Since the start of 2024, just 66,162 housing units have been completed citywide, about 13 percent of the decade-long target. To stay on track, the city would have needed to produce an average of 12,500 units per quarter starting in 2024. Instead, construction has averaged about 9,452 units per quarter.

As a result, the pace of building required for the remainder of the decade has risen sharply. REBNY estimates that the city would now need to complete roughly 13,147 units per quarter through 2034, an increase of nearly 39 percent from the current rate, to meet the goal.

That shortfall has created what the report describes as a 433,838-unit housing gap, a challenge made more daunting by slow-moving development timelines. Projects with 10 or more units now take at least four years to complete, reflecting rising costs, regulatory hurdles and financing challenges.

“The current tools for housing production are not adequate to meet the needs of New York City, and without the creation of significant new incentive programs and comprehensive rezonings there is no way we will meet our goal to build 500,000 new homes by 2034,” said James Whelan, President of the Real Estate Board of New York. “This city needs a much more aggressive set of proposals to drive new housing production, lower costs and deliver a New York City that works for everyone. Our industry is ready to work with our leaders in City Hall and Albany to do just that.”

The report also examines the Affordable Neighborhoods for New Yorkers Tax Incentive program, known as 485-x, which replaced the long-running 421-a program in 2024. REBNY found that 485-x accounts for just 3 percent of all housing units currently in pre-development or under construction across the five boroughs, raising questions about whether the program is strong enough to spur large-scale development.

Further concerns emerge in the pre-development pipeline. While 47,124 units are technically in pre-development, about a third of them, or 14,419 units, were pre-filed more than five years ago and are considered unlikely to move forward. The number of projects stuck in pre-development for more than five years has grown by more than 7 percent on average each quarter since early 2024, representing thousands of units that may never be built.

At the same time, REBNY credits recent policy wins with preventing an even steeper decline in housing production.
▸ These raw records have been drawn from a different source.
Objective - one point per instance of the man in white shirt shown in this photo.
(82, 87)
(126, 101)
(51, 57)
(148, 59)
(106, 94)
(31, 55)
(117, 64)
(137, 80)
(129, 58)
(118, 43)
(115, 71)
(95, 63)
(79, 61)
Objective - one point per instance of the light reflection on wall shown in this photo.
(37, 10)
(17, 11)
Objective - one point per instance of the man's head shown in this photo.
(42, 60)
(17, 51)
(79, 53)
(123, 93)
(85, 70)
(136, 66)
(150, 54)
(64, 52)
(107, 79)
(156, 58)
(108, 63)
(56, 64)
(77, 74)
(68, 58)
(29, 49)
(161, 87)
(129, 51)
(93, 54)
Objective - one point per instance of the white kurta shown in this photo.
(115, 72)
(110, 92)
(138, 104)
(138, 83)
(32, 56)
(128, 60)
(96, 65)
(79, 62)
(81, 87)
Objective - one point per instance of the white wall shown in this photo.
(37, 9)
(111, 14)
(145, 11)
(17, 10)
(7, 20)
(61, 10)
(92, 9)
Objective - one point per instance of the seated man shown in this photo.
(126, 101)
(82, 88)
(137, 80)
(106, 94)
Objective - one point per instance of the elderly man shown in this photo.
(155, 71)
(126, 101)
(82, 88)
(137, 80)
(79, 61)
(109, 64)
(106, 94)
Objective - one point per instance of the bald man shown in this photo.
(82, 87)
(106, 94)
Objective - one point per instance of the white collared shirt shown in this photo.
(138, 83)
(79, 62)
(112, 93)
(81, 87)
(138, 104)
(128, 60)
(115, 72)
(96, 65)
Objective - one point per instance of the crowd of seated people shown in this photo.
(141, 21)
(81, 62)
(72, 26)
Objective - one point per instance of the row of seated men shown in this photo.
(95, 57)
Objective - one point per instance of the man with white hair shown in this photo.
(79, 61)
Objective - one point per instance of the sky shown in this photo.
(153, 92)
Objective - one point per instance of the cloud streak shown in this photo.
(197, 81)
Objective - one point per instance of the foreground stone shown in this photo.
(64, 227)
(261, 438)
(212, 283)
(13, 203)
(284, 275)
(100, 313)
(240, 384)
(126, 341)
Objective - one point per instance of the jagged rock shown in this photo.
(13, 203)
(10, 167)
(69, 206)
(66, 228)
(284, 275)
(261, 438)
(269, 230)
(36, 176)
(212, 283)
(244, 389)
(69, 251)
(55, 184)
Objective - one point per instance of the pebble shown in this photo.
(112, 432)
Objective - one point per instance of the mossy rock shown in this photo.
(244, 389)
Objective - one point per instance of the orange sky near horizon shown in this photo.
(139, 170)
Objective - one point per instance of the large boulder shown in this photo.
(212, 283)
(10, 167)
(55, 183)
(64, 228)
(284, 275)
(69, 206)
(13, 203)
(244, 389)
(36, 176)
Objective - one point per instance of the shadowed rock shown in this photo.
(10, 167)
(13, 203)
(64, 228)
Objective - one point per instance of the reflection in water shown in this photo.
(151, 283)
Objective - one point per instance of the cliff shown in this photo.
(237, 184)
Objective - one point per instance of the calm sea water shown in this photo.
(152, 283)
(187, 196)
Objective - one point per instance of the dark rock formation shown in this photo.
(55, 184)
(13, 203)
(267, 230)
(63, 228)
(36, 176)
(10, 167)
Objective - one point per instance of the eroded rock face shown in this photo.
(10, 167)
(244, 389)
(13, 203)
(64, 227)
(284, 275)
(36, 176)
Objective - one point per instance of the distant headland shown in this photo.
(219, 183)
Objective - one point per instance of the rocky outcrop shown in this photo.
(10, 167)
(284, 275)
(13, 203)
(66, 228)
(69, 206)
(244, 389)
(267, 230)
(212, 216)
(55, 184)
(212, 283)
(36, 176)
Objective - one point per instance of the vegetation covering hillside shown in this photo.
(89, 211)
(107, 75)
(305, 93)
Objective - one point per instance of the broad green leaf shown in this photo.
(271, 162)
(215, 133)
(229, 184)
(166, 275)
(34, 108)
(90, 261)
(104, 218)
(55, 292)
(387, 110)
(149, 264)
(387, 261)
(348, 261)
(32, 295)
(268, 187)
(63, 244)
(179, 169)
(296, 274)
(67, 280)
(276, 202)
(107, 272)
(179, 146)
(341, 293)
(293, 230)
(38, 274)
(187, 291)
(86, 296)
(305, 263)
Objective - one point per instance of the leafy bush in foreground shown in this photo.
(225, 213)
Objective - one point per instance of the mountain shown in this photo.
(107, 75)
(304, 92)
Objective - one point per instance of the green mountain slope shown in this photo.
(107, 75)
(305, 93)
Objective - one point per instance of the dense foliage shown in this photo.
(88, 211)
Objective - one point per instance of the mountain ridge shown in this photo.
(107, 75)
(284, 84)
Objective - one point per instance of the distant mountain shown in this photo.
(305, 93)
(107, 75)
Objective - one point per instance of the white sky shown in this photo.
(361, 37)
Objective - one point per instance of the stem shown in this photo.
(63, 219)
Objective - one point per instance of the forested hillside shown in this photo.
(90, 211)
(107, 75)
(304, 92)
The report estimates that there would be at least 38 percent fewer units in the pipeline had the real estate industry not successfully advocated for a deadline extension of the 421-a program and for the creation of 467-m, which allows commercial buildings to be converted into housing with permanently affordable units.

Brooklyn leads the city in active construction, with 29,361 units under construction as of the end of the third quarter of 2025, accounting for 39 percent of all units being built. Manhattan follows with 15,767 units, or 21 percent, while Queens has 14,883 units, the Bronx 13,664 and Staten Island 1,122.

A similar pattern appears in completed housing since the start of 2024. Brooklyn again ranks first with 26,563 units completed, about 40 percent of the citywide total. Queens follows with 16,767 units, the Bronx with 13,456, Manhattan with 8,039 and Staten Island with 1,229.

The report situates these findings against the backdrop of an acute housing shortage, marked by a citywide rental vacancy rate of 1.41 percent, the lowest since 1968, and a record number of families living in shelters. While state and city leaders have enacted tax incentives and zoning changes aimed at boosting housing supply, REBNY argues that far more aggressive action will be needed if New York City hopes to close the gap and ease pressure on renters in the years ahead.